Search code examples
node.jsasync-awaitrequestfsnode-streams

Limiting concurrence when processing a file line-by-line


I'm new to node.js, and trying to do the following:

  • read csv file
  • perform operation on the data in each line (handled by an API)
  • write outcome to new file

I want to avoid loading the whole input file into memory, which is why I've used a stream. However, I'm running into the problem that I think I'm overloading my API because of sending too many requests at the same time. Is there a way to limit the amount of requests sent to the API?

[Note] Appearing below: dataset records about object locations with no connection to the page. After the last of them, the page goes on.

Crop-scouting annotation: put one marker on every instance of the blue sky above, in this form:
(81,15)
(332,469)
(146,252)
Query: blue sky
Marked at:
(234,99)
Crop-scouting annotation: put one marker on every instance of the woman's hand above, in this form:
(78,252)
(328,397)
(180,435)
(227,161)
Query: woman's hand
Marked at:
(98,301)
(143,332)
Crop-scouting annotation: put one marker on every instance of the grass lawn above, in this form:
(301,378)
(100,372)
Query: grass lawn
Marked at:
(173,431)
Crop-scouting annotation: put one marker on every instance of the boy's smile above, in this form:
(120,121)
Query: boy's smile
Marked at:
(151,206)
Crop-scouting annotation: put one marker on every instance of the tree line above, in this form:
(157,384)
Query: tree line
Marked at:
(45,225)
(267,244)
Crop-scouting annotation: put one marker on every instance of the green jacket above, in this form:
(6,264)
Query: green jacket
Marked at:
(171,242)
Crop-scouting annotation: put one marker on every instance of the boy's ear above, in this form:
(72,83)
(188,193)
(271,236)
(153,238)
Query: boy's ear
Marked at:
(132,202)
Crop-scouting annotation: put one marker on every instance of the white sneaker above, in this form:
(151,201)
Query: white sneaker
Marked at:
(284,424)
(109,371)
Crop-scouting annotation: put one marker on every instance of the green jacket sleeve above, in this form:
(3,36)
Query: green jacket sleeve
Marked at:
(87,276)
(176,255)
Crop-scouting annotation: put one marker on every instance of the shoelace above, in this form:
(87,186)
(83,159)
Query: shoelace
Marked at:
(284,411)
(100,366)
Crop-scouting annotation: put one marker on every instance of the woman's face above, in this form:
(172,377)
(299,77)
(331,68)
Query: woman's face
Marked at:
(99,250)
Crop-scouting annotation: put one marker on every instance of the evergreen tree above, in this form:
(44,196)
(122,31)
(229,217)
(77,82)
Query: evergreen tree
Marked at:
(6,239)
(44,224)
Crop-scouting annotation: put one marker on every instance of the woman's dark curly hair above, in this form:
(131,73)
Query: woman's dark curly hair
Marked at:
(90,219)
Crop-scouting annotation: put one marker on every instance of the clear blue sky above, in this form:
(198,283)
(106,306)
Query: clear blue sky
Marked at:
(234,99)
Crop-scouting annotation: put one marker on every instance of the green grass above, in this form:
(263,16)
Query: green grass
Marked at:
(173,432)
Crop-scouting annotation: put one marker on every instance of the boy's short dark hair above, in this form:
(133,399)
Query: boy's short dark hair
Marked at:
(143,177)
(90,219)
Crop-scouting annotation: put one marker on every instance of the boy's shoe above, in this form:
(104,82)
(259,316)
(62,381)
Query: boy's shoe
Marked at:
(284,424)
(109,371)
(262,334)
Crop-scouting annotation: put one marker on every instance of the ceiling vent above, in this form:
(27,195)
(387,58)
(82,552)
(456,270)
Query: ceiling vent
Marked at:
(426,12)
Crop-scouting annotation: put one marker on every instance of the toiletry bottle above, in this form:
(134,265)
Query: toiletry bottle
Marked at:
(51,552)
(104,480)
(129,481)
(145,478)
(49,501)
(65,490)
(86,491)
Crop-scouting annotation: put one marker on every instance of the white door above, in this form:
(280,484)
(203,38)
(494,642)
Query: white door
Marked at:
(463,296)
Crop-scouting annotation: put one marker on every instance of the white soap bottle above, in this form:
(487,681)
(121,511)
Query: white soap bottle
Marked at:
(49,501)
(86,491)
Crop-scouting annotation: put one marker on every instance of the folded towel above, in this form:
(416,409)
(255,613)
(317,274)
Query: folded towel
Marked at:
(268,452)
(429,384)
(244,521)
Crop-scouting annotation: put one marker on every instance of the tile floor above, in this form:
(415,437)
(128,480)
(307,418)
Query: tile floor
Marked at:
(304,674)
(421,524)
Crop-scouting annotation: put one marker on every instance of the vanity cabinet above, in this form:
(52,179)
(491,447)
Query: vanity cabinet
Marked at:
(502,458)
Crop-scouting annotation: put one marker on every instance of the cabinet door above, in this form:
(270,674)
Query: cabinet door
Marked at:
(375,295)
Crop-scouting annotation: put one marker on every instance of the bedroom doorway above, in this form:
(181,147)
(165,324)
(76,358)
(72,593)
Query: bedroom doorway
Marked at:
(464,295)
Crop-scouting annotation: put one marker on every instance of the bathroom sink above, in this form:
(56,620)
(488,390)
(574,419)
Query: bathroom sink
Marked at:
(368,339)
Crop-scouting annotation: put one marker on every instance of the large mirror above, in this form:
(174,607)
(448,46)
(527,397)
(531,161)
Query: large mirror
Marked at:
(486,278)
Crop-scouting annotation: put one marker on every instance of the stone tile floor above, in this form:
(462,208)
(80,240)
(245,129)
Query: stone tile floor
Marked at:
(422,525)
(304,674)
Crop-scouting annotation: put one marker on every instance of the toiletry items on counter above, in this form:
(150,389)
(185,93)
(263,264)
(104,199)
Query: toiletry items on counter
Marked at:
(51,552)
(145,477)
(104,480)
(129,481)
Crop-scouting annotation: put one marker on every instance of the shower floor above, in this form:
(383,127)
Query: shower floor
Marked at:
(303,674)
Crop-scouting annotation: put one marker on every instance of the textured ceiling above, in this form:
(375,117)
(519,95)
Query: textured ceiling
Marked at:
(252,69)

Here is what I have come up with:

import fs from 'fs';
import csv from 'fast-csv';
import fetch from 'node-fetch';

async function process_data(input){
    talk_options.body = JSON.stringify(input);
    let sendrequest = await fetch('api-url', talk_options)
            .then(response => response.json())
            .then(data => {                
                let result = data.result;
            })
            .catch(function (err) {
                console.log(err);
                let result = {};
            });
    return result;
}

let readStream = fs.createReadStream('input.csv');
let writeStream = fs.createWriteStream('output.out');
let csvStream = csv.parse({headers: true});

csvStream.on('data', async function(data) {
    let processed_data = await process_data(data);
    writeStream.write(JSON.stringify(processed_data));
})
.on('end', function(){
    console.log('done');
})
.on('error', function(error){
    console.log(error);
});

let talk_options = {
    method: 'POST',
    headers: {'Content-Type': "application/json"},
    body: null
};

readStream.pipe(csvStream);

Thanks for any help or information in the right direction.


Solution

  • You could rate limit the code that processes the data. I mean, you likely have to do it anyway, since you are calling an API.

    I highly recommend reservoir intervals with bottleneck.